A few months ago, Paul announced the availability of a data set containing scores per player per round, going back to KECKLE. Exploring that data had been on my to-do list for a while, but it wasn’t until this week that I was able to carve out some time to
dig into it.
I am having some fun exploring various statistics based just on the scores, but one of the things Paul said the data could not do (on its own, at least) was evaluate the words themselves. Well, if you join it together with the used words list, you absolutely
can evaluate the words!
One statistic of interest is around word length. Some dealers like short words.
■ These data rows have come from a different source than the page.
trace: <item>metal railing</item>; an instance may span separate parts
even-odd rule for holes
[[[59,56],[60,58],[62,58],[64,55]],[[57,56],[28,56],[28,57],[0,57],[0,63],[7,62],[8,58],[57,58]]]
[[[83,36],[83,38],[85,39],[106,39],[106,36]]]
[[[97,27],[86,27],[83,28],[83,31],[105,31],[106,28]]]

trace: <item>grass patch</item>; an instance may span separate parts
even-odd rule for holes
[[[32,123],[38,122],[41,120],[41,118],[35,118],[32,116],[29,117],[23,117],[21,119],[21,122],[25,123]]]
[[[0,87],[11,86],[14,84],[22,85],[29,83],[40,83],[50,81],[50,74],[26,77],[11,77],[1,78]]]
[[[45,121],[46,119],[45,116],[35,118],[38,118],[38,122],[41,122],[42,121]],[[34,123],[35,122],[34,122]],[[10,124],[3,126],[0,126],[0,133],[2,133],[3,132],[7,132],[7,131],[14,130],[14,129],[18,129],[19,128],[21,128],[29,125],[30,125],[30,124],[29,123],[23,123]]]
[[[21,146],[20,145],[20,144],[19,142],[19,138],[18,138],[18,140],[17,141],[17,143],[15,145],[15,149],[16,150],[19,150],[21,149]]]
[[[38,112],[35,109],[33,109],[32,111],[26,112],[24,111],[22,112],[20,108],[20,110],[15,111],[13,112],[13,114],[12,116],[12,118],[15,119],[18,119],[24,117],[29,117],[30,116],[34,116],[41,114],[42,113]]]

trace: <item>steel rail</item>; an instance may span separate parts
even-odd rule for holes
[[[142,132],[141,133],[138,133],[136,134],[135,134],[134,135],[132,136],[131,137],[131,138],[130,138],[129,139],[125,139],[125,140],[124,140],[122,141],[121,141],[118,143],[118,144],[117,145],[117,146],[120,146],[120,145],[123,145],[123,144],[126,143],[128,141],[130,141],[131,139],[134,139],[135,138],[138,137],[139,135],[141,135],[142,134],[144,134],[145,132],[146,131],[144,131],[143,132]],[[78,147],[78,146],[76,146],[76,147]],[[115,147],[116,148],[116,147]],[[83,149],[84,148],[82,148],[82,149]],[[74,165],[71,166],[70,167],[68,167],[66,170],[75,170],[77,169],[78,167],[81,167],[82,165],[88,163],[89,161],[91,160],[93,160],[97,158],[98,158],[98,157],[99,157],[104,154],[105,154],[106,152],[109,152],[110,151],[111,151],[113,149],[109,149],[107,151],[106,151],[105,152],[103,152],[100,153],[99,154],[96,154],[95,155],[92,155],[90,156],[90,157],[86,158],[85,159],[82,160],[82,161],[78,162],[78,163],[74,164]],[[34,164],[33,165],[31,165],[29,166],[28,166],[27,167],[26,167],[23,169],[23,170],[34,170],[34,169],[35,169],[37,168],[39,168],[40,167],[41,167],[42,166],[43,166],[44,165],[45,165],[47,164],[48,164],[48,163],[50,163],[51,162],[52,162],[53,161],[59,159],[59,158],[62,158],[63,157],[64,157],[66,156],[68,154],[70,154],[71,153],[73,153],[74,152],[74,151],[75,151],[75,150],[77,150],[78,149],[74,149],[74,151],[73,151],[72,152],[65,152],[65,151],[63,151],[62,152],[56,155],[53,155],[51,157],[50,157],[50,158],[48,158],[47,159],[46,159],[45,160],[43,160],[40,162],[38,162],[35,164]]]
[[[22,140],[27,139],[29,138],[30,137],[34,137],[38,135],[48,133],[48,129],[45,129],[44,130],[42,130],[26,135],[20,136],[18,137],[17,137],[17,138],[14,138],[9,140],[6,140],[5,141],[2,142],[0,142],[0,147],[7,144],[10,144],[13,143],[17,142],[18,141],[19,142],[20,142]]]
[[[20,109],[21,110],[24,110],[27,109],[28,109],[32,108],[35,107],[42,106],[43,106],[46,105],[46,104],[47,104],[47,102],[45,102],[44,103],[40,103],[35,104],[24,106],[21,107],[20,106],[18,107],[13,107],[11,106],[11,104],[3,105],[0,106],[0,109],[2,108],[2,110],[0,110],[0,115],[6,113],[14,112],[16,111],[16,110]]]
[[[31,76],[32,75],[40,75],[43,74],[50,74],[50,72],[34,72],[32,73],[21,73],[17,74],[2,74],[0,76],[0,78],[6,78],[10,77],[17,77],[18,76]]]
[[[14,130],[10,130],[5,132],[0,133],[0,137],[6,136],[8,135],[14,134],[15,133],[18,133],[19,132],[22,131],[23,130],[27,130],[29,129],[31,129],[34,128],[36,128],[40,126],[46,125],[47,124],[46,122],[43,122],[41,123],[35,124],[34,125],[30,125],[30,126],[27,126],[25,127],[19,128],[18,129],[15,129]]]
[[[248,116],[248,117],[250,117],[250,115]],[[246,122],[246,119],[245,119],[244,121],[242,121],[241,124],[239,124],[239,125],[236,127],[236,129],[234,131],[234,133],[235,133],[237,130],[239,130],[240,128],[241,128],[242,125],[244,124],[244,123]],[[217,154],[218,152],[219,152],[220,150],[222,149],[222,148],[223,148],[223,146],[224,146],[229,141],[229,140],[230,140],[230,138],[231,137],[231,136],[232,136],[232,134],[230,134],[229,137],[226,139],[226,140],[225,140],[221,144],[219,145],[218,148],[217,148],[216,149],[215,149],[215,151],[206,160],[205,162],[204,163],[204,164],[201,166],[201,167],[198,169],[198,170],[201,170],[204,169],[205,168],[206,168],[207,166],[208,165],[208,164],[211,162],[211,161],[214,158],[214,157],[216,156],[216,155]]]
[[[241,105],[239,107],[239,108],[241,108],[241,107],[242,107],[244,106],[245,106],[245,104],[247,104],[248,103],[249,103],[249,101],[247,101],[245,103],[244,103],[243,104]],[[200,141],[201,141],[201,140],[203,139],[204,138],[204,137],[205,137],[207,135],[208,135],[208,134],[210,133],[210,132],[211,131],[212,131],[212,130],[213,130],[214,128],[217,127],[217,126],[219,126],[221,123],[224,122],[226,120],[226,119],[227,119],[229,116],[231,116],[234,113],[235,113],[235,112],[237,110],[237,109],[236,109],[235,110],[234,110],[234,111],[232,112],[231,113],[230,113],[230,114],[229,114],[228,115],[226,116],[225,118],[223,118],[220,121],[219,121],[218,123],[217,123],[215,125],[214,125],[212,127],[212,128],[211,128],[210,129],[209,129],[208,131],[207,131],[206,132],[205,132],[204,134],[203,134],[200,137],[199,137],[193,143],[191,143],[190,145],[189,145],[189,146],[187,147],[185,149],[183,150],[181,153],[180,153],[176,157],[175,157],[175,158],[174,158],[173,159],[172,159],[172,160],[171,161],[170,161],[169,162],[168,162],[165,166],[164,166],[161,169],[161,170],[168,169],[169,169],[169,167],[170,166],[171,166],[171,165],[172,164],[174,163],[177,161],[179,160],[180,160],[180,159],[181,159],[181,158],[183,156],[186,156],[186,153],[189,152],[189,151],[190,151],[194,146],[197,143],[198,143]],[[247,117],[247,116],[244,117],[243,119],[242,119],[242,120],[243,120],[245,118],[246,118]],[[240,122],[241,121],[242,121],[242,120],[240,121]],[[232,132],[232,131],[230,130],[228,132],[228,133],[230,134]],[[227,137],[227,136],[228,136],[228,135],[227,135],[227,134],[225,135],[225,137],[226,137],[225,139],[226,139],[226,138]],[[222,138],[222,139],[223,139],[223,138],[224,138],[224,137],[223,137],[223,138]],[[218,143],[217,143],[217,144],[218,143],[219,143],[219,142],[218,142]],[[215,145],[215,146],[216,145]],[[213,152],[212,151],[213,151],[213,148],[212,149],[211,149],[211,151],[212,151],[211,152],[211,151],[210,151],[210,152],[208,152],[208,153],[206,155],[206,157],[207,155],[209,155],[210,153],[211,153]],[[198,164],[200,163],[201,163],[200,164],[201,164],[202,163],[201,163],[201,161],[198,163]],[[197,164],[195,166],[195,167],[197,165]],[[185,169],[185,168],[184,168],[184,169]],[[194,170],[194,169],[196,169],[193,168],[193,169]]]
round dealer word word_length
3214 Shani Naylor E 1
408 Froma Bessel OY 2
838 Russ Heimerson CA 2
892 Dave Cunningham QU 2
1164 Dave Cunningham ZA 2
1690 Chris Carson EA 2
2100 Chris Carson FY 2
3207 Shani Naylor OG 2
Some like long words.
round dealer word word_length
2906 Judy Madnick EELLOGOFUSCIOUHIPOPPOKUNURIOUS 30
175 Steve Dixon FLOCCINAUCINIHILIPILIFICATION 29
3013 Debbie Embler PRISENCOLINENSINAINCIUSOL 25
23 R.H. Ingalls MOTHER CAREY'S CHICKENS 23
2817 Mike Shefler NINA WITH HER HAIR DOWN 23
6 Joshua Poulson HUMUHUMUNUKUNUKUAPUAA 21
1336 Dan Widdis BAD-I-SAD-O-BIST-ROZ 20
2583 Mike Shefler KAWAIOLAONAPUKANILEO 20
3096 Shani Naylor CHITTERIE-CHATTERIE 19
2875 Dan Widdis CROOCHIE-PROOCHLES 18
But most words are in the middle. It does seem that there’s a bit of a “shorter is better” effect once we get to 5 letters or more (The “Guessability” measure is the percentage of players who voted correctly.)
But do certain dealers favor shorter or longer words? It seems we do, and dealers who pick mostly long or mostly short words don’t do as well as those who pick in the 7-8 letter range….
I’m still exploring a few other relationships.
-
The fewer unique letters in a word, the better.
-
Uniqueness ratio favors a medium ground between low uniqueness (50% unique letters like BANANA and all unique letters like FLIGHT aren’t as good as a mix)
-
Words that score lower in scrabble are harder to guess than the ones with Q’s, Z’s, J’s, etc.
-
Entropy is similar to unique letters but also includes the distribution of the letters
-
Not really an obvious relationship for rare letters (compared to word frequency in the dictionary)
Anyway, I tried to use at least some of this information in selecting this round’s word. Let’s see how well It works.